The Ann Arbor Housing Commission partnered with Arin Yu, a graduate student in the University of Michigan’s urban and regional planning program, to complete the study released this week, analyzing the impact of supportive services offered at eight Housing Commission properties in 2020-21.

Of the 384 households included in the study, 91% of tenants voluntarily received some form of supportive services through nonprofit community partners such as Avalon Housing, Community Action Network and the Peace Neighborhood Center, as well as government agencies such as Washtenaw County Community Mental Health.

That includes services such as accessing community resources, mental health support, accessing medical care, assistance with basic needs such as food, education and employment support, substance-use recovery, assistance with daily living, programs for youth and families and eviction-prevention services.

Supportive services

A chart from a new study report showing the mix of supportive services used by the Ann Arbor Housing Commission’s single-adult tenants in 2020-21.Ann Arbor Housing Commission

Those services help people achieve housing stability and lead healthier, more productive lives, housing officials said, calling the study’s findings encouraging.

Among the key findings: About 40% of households were homeless prior to getting into Housing Commission apartments with supportive services and 97% stayed housed for at least one year, exceeding the national average of 86%.

The study also concluded eviction rates were far lower at the Housing Commission in 2020-21 than local and statewide averages from 2018.

Housing Commission Executive Director Jennifer Hall said the findings suggest an immediate need for increasing resources to support the supportive housing model.

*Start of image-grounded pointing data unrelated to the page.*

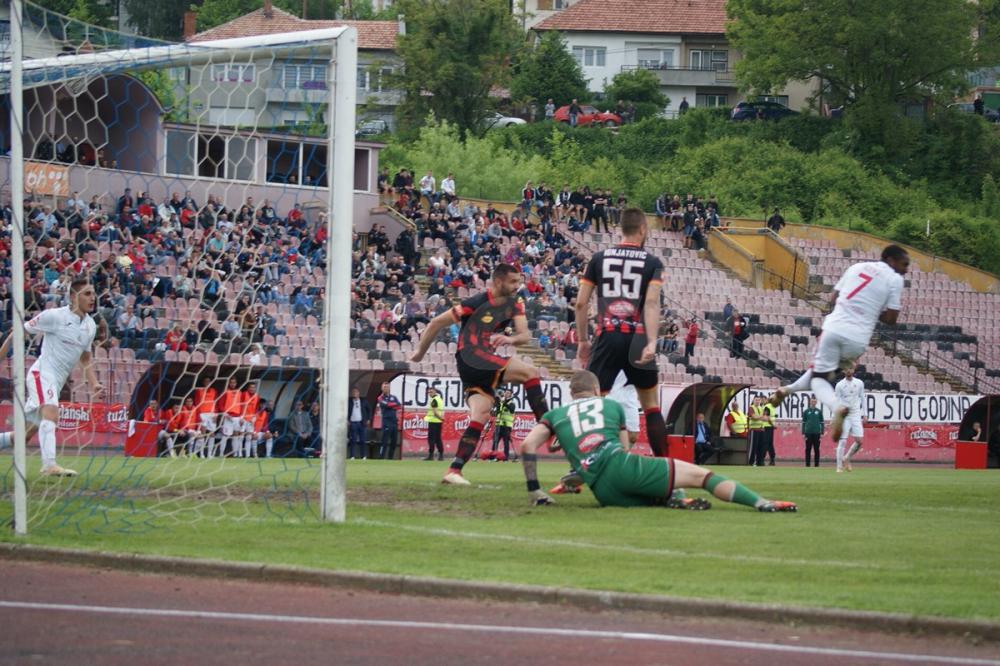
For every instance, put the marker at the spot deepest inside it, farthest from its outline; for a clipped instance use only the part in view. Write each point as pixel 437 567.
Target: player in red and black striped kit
pixel 627 280
pixel 484 320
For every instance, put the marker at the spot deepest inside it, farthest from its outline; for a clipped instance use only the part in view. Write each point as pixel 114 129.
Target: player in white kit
pixel 867 293
pixel 850 391
pixel 68 338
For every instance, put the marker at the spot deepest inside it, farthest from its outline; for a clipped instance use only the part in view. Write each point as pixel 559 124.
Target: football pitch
pixel 922 541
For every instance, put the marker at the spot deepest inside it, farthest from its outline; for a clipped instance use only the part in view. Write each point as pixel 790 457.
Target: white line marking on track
pixel 632 550
pixel 700 641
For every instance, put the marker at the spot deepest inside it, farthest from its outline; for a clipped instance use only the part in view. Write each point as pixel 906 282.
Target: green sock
pixel 737 493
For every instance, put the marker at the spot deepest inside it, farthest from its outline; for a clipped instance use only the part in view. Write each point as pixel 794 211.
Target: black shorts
pixel 614 352
pixel 480 370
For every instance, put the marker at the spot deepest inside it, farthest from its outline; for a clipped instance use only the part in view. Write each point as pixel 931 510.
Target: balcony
pixel 685 76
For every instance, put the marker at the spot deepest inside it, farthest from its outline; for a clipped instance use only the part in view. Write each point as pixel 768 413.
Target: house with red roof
pixel 682 41
pixel 288 89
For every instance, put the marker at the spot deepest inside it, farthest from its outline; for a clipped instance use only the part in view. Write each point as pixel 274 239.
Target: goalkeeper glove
pixel 539 498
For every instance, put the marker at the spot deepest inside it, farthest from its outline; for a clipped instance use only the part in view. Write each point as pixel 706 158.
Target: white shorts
pixel 42 389
pixel 207 421
pixel 853 426
pixel 836 352
pixel 629 400
pixel 231 425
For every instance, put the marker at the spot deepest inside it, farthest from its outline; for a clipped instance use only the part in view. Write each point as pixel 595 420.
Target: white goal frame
pixel 18 74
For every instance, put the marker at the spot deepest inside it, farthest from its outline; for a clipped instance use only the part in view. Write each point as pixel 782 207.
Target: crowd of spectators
pixel 144 255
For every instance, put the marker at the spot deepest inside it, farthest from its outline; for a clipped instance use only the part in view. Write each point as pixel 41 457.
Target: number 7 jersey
pixel 621 276
pixel 864 292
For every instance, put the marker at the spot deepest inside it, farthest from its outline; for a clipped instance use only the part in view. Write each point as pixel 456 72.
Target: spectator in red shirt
pixel 175 338
pixel 691 338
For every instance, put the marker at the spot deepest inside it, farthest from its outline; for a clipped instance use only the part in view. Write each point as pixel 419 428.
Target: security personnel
pixel 503 412
pixel 434 419
pixel 758 420
pixel 770 412
pixel 737 420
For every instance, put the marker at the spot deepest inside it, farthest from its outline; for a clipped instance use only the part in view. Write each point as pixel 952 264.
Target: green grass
pixel 921 541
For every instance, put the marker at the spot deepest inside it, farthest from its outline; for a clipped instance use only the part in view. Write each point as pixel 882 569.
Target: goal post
pixel 264 123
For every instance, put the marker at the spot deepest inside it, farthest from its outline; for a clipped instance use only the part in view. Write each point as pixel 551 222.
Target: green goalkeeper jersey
pixel 588 432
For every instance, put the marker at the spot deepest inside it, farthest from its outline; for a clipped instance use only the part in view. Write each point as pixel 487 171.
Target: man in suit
pixel 389 407
pixel 703 447
pixel 359 417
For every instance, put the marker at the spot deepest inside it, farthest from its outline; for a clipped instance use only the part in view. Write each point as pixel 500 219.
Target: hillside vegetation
pixel 944 170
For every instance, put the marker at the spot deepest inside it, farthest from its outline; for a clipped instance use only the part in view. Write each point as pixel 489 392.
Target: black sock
pixel 656 430
pixel 467 445
pixel 536 399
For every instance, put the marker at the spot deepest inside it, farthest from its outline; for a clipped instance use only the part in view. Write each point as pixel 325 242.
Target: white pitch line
pixel 632 550
pixel 700 641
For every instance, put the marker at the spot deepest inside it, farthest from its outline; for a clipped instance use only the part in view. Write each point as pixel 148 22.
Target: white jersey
pixel 851 393
pixel 67 337
pixel 624 394
pixel 864 292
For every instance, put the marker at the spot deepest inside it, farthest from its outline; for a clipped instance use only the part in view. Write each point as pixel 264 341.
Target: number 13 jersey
pixel 864 292
pixel 621 275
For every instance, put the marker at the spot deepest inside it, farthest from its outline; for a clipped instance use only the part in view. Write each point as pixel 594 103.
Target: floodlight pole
pixel 17 261
pixel 337 309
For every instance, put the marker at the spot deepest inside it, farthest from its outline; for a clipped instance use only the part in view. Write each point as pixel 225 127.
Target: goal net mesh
pixel 189 183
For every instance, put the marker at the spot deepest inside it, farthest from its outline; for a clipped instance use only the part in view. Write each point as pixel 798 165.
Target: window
pixel 590 56
pixel 292 77
pixel 178 75
pixel 232 158
pixel 655 58
pixel 234 72
pixel 180 153
pixel 717 60
pixel 712 100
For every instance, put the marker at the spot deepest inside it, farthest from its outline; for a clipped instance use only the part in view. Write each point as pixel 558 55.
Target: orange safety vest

“Tenant supportive services funding is critical for the ongoing success of the AAHC’s housing programs,” Hall said in a statement, noting the city provides over $600,000 per year to the Housing Commission to pass through to nonprofit partners through the city’s rebate from a countywide mental health and public safety millage, and up to 20% of the city’s new affordable housing millage can be used for tenant services.

The Housing Commission notes its nonprofit partners still must raise funds from donations, philanthropies and government sources to fully pay for services.